Михаил Анатольевич, письмо это от незнакомой вам Ларисы Бойченко. Я квартирую у вашей бабушки Прасковьи Анисимовны. Это она дала мне адрес и попросила написать вам. Бабушка передает низкий поклон и просит приехать к ней в гости. Вот ее слова – я их записала: «Мишуха, внучок мой родненький, и ты далече от меня, як и твой батько Толик. Бабуся твоя шлет тебе поклон и просьбу: ежели сможешь, то беспременно приезжай до меня, может, последний разок погляжу на тебя да порадуюсь. И еще прошу: напиши своему батьке в Конго, шоб непременно приехал с матерью попрощаться, а то, гляди, помру ненароком и мы с ним так и не побачимся».

От себя скажу правду: после того как Прасковья Анисимовна еще в прошлом году полежала в больнице, ей малость полегчало. Вернулась она хоть и не веселая, а сообразительная. А сейчас опять стало ей плохо, разговаривает так, что и понять ничего невозможно. Говорит, говорит, а смысла никакого нет. Своих хуторян и даже родственников перестала узнавать. Как-то пришли проведать ее все три сына – Анисим Иванович, Антон Иванович и Алексей Иванович. Поздоровались с матерью, сели на лавку, а она смотрит на них и машет перед глазами рукой. Потом спрашивает:

– Хто вы такие, мужики?

– Маманя, мы же ваши сыны, – за всех ответил Анисим Иванович. – Поглядите, это я, Анисим, старший, а это братень мой Антон, а это братень Алексей. Вот пришли все вместе проведать и узнать, как вы тут поживаете, может, чем надо подсобить.

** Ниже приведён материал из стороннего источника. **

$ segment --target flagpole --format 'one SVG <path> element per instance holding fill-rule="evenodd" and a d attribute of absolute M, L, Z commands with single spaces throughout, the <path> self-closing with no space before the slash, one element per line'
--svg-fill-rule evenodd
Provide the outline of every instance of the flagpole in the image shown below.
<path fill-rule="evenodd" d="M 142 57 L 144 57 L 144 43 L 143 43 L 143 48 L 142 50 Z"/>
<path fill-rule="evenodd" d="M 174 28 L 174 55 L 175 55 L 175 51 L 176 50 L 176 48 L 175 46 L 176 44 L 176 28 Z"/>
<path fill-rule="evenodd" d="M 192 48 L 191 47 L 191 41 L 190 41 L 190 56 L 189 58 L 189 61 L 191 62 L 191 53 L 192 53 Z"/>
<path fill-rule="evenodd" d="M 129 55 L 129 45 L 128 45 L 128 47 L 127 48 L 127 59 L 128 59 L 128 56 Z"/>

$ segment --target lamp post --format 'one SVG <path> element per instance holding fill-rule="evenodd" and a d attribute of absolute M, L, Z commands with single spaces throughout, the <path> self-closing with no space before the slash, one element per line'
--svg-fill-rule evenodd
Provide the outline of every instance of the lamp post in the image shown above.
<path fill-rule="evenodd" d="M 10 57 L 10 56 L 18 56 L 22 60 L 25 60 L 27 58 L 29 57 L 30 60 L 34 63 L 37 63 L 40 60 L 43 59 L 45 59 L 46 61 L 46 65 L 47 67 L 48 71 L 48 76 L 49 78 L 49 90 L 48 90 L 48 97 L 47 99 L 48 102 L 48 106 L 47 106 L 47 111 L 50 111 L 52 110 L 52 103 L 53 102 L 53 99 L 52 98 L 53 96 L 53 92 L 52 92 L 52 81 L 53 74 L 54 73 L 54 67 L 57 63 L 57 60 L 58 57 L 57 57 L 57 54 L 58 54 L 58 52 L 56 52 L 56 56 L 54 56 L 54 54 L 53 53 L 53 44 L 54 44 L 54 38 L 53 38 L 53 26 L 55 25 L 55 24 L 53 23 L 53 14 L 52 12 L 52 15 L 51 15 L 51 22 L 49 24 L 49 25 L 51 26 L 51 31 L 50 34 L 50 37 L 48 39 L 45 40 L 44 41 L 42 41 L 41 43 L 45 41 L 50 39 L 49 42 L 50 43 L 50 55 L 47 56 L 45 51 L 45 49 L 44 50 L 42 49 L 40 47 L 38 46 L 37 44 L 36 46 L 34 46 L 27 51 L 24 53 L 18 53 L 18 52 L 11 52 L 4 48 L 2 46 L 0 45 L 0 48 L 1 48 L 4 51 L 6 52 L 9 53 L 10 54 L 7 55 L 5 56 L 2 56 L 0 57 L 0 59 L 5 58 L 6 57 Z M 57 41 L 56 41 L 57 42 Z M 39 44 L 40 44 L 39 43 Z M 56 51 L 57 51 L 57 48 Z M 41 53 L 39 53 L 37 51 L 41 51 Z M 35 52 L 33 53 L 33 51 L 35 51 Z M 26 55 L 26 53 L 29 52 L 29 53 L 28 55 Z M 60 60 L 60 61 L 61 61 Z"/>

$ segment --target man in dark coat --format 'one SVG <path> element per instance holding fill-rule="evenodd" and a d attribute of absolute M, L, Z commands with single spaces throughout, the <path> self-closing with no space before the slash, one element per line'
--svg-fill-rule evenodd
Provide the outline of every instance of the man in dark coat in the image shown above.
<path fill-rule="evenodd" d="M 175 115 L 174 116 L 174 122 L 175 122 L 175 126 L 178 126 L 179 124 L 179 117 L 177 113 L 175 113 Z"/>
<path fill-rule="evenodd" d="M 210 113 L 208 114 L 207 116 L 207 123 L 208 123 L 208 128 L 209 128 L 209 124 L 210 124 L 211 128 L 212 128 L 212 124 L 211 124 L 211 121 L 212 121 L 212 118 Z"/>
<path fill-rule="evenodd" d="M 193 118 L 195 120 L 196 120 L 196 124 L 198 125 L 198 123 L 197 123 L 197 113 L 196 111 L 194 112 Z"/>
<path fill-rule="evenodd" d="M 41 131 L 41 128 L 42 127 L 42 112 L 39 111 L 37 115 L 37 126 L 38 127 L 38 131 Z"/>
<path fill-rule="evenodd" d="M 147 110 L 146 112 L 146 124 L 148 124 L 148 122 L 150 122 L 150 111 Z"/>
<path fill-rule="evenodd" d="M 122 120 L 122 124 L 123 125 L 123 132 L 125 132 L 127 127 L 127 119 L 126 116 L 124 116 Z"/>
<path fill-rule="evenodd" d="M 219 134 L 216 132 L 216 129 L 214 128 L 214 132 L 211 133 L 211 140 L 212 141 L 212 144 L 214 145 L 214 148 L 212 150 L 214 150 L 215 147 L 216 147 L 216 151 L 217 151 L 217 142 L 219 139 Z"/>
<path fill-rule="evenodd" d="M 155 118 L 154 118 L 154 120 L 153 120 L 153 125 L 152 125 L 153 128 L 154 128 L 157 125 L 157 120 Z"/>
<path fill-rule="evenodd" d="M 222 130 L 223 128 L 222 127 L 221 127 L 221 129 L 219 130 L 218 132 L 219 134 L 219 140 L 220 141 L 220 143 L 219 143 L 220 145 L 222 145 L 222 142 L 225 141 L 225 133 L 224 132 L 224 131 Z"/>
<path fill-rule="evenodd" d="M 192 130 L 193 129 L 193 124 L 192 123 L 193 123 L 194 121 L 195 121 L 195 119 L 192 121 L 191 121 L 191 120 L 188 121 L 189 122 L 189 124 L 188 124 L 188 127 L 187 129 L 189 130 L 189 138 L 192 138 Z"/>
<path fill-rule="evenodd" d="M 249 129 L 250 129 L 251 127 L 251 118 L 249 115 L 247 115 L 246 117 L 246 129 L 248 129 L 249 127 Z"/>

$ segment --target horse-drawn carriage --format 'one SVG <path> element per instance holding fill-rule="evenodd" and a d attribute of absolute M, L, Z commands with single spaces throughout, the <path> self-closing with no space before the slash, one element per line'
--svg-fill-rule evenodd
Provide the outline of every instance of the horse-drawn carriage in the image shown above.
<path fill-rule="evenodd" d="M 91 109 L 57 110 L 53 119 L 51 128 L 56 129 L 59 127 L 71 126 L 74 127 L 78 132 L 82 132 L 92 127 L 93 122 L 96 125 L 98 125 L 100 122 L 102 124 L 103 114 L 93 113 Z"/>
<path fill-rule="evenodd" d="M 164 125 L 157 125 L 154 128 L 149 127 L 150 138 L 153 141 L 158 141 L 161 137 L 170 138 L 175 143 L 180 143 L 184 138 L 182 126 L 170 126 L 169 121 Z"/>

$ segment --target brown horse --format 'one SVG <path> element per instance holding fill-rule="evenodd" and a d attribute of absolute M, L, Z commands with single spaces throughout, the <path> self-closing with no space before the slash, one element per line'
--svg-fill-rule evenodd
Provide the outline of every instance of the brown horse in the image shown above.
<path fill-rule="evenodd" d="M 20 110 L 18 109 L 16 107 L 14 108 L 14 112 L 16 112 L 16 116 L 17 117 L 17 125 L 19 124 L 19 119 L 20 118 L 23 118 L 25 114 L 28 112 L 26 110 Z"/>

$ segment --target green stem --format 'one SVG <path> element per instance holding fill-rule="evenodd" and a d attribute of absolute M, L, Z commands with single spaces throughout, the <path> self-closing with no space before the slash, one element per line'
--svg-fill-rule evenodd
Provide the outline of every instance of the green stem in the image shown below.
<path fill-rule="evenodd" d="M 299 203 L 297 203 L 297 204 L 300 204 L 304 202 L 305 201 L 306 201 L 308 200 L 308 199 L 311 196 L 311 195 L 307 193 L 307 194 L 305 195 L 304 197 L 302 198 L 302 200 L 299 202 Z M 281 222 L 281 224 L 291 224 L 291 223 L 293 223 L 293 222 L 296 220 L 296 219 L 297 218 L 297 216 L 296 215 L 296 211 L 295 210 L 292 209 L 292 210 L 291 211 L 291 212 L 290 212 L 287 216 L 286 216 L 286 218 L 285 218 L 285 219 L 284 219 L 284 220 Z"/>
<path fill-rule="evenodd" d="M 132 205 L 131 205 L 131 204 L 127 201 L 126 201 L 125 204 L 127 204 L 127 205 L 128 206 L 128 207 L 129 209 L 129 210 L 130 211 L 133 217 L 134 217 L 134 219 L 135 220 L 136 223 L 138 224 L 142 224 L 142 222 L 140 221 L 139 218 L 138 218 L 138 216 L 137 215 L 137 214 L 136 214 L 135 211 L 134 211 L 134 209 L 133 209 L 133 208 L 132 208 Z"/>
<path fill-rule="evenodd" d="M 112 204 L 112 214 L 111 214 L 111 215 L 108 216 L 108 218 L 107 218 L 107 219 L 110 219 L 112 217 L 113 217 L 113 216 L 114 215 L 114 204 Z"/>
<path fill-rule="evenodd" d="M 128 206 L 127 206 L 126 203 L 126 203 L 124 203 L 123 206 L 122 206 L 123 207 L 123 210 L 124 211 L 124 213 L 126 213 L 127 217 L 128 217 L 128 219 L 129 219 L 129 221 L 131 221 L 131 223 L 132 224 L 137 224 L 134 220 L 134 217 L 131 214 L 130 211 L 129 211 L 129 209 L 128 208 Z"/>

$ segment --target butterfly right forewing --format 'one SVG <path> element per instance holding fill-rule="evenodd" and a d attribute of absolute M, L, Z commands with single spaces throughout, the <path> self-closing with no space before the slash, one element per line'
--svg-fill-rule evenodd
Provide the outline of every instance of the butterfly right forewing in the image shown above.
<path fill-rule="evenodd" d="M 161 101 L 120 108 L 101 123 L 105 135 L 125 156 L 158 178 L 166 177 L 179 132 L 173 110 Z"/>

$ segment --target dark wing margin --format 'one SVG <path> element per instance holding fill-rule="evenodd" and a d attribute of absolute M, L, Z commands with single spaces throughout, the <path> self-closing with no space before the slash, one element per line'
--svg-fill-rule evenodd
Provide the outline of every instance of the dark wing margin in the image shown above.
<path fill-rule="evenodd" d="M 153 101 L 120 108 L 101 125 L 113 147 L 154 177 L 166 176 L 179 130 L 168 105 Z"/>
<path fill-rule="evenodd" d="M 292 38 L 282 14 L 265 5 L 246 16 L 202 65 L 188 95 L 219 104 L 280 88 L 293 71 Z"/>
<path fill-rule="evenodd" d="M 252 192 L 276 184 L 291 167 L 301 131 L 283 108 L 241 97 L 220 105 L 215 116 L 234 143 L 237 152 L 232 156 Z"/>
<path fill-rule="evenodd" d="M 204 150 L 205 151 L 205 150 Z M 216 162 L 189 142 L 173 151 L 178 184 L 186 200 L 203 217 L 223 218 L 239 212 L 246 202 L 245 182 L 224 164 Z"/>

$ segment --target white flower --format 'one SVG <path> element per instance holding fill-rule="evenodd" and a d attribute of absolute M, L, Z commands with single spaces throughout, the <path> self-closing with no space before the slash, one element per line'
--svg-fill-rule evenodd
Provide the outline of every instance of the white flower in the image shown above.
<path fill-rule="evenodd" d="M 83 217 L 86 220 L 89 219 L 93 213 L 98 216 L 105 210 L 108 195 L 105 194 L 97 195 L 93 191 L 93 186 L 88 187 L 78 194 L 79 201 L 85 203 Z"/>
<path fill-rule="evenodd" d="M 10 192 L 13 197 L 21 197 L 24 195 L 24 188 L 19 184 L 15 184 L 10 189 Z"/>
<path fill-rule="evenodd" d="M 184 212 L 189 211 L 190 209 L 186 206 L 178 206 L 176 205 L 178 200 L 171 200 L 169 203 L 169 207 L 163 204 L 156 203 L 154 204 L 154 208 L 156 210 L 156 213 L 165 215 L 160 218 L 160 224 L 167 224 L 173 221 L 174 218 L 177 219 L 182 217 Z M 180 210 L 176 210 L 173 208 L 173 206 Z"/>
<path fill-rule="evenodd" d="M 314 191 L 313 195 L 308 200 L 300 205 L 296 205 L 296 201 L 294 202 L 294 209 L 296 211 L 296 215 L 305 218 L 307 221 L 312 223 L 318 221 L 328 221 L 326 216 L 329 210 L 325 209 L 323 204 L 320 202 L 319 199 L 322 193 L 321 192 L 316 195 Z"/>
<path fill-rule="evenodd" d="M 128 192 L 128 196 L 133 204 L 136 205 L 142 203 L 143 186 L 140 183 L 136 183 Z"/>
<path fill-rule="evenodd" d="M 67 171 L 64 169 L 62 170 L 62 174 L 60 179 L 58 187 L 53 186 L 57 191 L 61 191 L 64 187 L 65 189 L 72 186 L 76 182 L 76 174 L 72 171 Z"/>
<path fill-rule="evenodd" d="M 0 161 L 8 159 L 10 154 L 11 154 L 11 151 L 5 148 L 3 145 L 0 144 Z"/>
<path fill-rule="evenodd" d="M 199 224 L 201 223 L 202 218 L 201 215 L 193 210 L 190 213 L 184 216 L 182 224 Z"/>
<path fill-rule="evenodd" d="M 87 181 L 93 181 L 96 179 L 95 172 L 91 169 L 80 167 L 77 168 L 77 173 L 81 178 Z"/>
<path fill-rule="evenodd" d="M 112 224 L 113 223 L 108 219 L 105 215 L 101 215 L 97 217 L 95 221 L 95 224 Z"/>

– Не-е, вы не мои сыны, – отвечает бабушка и машет руками. – У меня сыночки не такие старые.

– Маманя, да вы приглядитесь, это же мы…

– Ежели вы мои сыны, то где же ваш братуха Толик? Куда вы его задевали? Чего он с вами не пришел?

Братья только переглянулись, тяжело повздыхали, посидели еще немного и ушли.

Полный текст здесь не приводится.